Le mot « croisade » désigne usuellement huit expéditions militaires dirigées par les chrétiens d'Occident contre les musulmans, de 1095 à 1270.

Les « voyages vers la Terre sainte »

À l'époque carolingienne et aux alentours de l'An Mil, la chrétienté occidentale ne pesait pas lourd par rapport à la chrétienté byzantine et à l'Orient, encore majoritairement chrétien mais dominé par le califat musulman de Bagdad. 

Pénétrés d'une foi naïve et profonde, les Occidentaux de toutes conditions étaient nombreux à se rendre en pèlerinage en Terre Sainte, sur le tombeau du Christ. Ils employaient des expressions aussi variées que « voyage vers la Terre sainte »« voyage d'outre-mer » ou « passage » pour désigner ces expéditions.
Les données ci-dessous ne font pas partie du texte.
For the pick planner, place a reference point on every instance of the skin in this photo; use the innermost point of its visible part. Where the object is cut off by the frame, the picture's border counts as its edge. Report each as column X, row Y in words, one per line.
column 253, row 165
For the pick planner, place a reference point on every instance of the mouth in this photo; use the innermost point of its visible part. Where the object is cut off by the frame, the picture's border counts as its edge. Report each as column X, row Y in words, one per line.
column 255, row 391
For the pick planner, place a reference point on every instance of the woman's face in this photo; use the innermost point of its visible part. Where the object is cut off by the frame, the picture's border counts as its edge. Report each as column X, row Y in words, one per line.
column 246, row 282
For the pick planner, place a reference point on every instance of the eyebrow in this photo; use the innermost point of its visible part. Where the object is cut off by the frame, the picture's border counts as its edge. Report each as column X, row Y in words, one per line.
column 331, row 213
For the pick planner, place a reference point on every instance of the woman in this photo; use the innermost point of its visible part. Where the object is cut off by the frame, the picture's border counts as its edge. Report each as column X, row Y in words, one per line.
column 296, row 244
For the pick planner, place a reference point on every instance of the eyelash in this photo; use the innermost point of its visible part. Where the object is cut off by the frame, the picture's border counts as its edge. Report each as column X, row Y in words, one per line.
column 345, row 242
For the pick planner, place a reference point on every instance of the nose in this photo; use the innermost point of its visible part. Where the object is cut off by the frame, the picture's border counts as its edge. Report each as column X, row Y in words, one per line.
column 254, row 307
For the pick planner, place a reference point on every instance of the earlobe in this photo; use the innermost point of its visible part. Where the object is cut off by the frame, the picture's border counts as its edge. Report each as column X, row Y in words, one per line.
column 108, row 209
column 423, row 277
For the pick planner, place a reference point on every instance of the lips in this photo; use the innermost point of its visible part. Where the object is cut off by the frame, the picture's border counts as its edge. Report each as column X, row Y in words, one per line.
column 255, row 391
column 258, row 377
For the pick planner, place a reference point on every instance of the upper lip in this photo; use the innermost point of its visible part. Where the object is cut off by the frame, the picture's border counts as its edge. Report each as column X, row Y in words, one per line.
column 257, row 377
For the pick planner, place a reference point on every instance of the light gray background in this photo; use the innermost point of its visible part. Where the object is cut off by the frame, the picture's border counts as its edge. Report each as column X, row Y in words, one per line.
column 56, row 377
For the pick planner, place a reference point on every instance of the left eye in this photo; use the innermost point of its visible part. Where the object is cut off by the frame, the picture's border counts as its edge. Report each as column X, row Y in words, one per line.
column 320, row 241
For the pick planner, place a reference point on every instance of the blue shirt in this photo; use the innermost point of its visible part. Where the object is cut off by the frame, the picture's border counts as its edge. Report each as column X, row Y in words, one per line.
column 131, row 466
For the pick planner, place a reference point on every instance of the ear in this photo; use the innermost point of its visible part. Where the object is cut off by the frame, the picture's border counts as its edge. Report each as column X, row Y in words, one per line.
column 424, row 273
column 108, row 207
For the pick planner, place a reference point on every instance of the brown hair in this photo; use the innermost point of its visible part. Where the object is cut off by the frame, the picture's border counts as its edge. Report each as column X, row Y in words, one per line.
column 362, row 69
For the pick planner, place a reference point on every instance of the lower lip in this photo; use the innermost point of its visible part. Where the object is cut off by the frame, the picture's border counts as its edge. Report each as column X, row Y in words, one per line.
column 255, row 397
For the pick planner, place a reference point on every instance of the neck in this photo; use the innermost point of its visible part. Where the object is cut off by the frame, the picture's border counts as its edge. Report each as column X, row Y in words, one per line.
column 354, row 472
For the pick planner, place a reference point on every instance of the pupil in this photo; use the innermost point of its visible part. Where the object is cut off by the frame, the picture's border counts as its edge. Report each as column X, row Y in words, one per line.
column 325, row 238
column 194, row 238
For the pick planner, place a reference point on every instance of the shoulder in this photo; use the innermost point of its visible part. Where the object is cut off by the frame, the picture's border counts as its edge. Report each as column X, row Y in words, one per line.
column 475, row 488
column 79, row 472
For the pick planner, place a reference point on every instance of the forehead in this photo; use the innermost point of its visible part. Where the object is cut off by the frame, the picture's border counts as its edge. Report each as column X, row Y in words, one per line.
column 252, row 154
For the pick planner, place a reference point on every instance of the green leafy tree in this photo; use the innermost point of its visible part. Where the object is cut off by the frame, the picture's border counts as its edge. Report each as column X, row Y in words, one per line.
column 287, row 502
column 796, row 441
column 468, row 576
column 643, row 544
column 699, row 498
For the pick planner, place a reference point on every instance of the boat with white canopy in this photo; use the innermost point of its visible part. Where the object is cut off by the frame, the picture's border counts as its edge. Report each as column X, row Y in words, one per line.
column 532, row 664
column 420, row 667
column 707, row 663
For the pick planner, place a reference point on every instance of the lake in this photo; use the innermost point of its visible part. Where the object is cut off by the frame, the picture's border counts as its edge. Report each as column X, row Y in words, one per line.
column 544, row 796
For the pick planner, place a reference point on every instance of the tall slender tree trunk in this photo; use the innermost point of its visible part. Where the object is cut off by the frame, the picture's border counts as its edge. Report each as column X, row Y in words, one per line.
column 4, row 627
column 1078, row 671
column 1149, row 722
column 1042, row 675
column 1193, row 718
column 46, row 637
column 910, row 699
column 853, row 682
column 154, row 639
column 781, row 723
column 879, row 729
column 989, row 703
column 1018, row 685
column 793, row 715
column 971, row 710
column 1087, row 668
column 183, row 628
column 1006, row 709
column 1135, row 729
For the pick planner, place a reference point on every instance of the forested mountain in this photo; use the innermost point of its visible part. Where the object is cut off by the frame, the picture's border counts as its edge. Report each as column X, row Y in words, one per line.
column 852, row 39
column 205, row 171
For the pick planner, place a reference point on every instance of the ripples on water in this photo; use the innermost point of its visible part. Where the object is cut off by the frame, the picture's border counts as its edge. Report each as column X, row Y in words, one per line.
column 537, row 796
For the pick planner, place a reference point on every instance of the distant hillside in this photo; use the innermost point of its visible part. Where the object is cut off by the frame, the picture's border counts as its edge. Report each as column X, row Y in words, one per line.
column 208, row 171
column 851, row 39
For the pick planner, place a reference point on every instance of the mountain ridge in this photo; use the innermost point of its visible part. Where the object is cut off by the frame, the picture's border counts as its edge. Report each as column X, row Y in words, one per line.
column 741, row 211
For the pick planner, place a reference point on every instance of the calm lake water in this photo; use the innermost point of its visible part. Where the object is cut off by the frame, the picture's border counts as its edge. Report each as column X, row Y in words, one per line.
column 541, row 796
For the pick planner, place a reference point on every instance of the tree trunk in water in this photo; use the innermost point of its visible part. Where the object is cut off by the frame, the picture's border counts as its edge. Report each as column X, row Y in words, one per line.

Les pèlerins étaient plutôt bien accueillis par les habitants de la Terre Sainte, tant musulmans que chrétiens, car ils contribuaient à leurs revenus.

Mais au XIe siècle, le Moyen-Orient et l'empire byzantin sont bouleversés par l'irruption des nomades turcs qui, bien que convertis à l'islam, n'en manifestent pas moins une grande violence. Les pèlerinages deviennent périlleux et nécessitent un encadrement militaire. La défaite du basileus byzantin à Malazgerd en 1071 et sa capture par les Turcs font craindre qui plus est pour la survie de Byzance. 

Stations de Londres à Jérusalem (détail du manuscrit montrant la traversée du bassin parisien) (Historia Anglorum. France, St Albans ; 1250-1259, British Library)Le 27 novembre 1095, le pape Urbain II, qui s'est rendu à un concile à Clermont (Auvergne) en vue de régler les affaires matrimoniales du roi capétien Philippe Ier, saisit l'occasion de ce concile pour appeler les guerriers francs à délivrer les Lieux Saints de l'emprise turque et secourir leurs frères d'Orient. Son appel obtient un écho inespéré, y compris chez les paysans. C'est que la chrétienté occidentale, encore fragile et fruste, déborde d'énergie et de foi et commence à se sentir à l'étroit dans ses terres du bout du monde...

La première expédition militaire se met en marche après trois années de préparation, avec pas moins de 150 000 participants. Les contemporains les qualifient de « croisés » eu égard à la croix qu'ils cousent sur leur épaule gauche. 

En dépit de pertes importantes, l'expédition débouche sur un succès avec la conquête de la Terre Sainte et la prise de Jérusalem. Pendant le demi-siècle qui suit, les croisés renforcent les États francs de Palestine qui deviennent d'une certaine manière et pour peu de temps les premières colonies occidentales. 

Ces États sont administrés selon les mêmes principes que l'Europe féodale mais jamais il n'y est question de convertir de force les infidèles musulmans ou les chasser, encore moins de les exterminer. En cela, les croisades se distinguent des guerres de religion et de la guerre sainte musulmane (djihad), qui est une guerre de conquête. 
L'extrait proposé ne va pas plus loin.